Citing “audience demand” as the main reason behind his decision to perform Astral Weeks live, Morrison said: “I haven’t really played with any of the original musicians since then and I thought it would be more like ... you know, a live situation. I never played live with any of the people who were on the original recording. I’ve never done the orchestrations for the songs.
“At the time there was no money to do this from anybody, |including the record company. Plus, it keeps coming up, this recording keeps coming up — in top tens and polls and various things. There’s a demand for it from the audience. That’s enough for me.”
Morrison, who produces his own material and runs his own record company, said less people in the industry now knew about music and that the industry, as it had been, was now finished.
“You can bet 99.5% of the record business knows nothing about music,” he said.
“You can bet on that now, where you couldn’t 30 years ago, because there were more people who did know music in the record business, right?
“The beginning of the end was when a lot of those guys sold out, like Atlantic Records.
“That was the beginning of the end. It’s now the end. We’ve probably gone past the end of the |actual record business as it was, or what it was supposed to be. We’re on the other side of that now. It’s minus.”
On the subject of current music, Morrison was equally dismissive.
“I was never really into pop music, as such. It bored me, and it still does.
“I was brought up in a household where there was good music — there was jazz and blues and really good stuff to listen to.
“So rock and roll was something like, ‘Yeah, I’m a teenager and I dig rock and roll’.

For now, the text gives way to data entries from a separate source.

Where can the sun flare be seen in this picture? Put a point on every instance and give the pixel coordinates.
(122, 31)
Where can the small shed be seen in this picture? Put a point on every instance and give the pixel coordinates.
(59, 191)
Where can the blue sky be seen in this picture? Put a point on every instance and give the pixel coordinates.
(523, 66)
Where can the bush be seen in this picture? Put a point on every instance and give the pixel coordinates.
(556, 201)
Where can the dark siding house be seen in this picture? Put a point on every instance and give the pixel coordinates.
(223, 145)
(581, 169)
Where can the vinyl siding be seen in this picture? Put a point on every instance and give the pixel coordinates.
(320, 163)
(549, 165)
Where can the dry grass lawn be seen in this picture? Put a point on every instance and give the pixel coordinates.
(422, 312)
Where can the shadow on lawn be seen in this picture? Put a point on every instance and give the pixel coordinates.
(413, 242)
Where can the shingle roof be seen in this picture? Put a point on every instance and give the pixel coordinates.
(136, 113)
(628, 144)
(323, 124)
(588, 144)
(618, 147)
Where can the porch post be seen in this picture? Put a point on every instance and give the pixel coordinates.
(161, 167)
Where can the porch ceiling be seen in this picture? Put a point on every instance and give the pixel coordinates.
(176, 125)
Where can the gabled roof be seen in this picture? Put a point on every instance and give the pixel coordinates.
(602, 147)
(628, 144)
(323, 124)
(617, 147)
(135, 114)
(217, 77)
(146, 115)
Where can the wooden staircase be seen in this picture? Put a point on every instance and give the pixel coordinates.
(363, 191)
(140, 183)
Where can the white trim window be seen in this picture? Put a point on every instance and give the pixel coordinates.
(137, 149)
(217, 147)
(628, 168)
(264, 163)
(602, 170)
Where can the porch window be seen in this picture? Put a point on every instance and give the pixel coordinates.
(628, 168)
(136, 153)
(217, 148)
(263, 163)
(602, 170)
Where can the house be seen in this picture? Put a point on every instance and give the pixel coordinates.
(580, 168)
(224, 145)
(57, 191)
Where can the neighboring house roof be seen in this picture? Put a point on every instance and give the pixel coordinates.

“Rock music to me is a con with the record companies. Rock music has got more people that say they’re singers that can’t sing, with loud bands to drown them out because they can’t sing. It’s about selling an image. Most of it I can’t relate to. I’m coming from another place.”
Astral Weeks was released in 1968 and since then, has been placed on numerous lists of best albums of all time.
The 1995 Mojo list of 100 Best Albums ranked it as number two, while it received number 19 ranking on the Rolling Stone’s 500 Greatest Albums Of All Time in 2003.
Described by Morrison as being an album of “trance-like explorations”, Astral Weeks has become a cult favourite with his fans.
On November 7 and 8 last year, the former Them frontman performed two concerts at the Hollywood Bowl in Los Angeles.
He will perform Astral Weeks again at the Albert Hall in London on April 18 and 19, before moving onto Bristol and Cardiff in June. As yet, no dates have been organised for Belfast.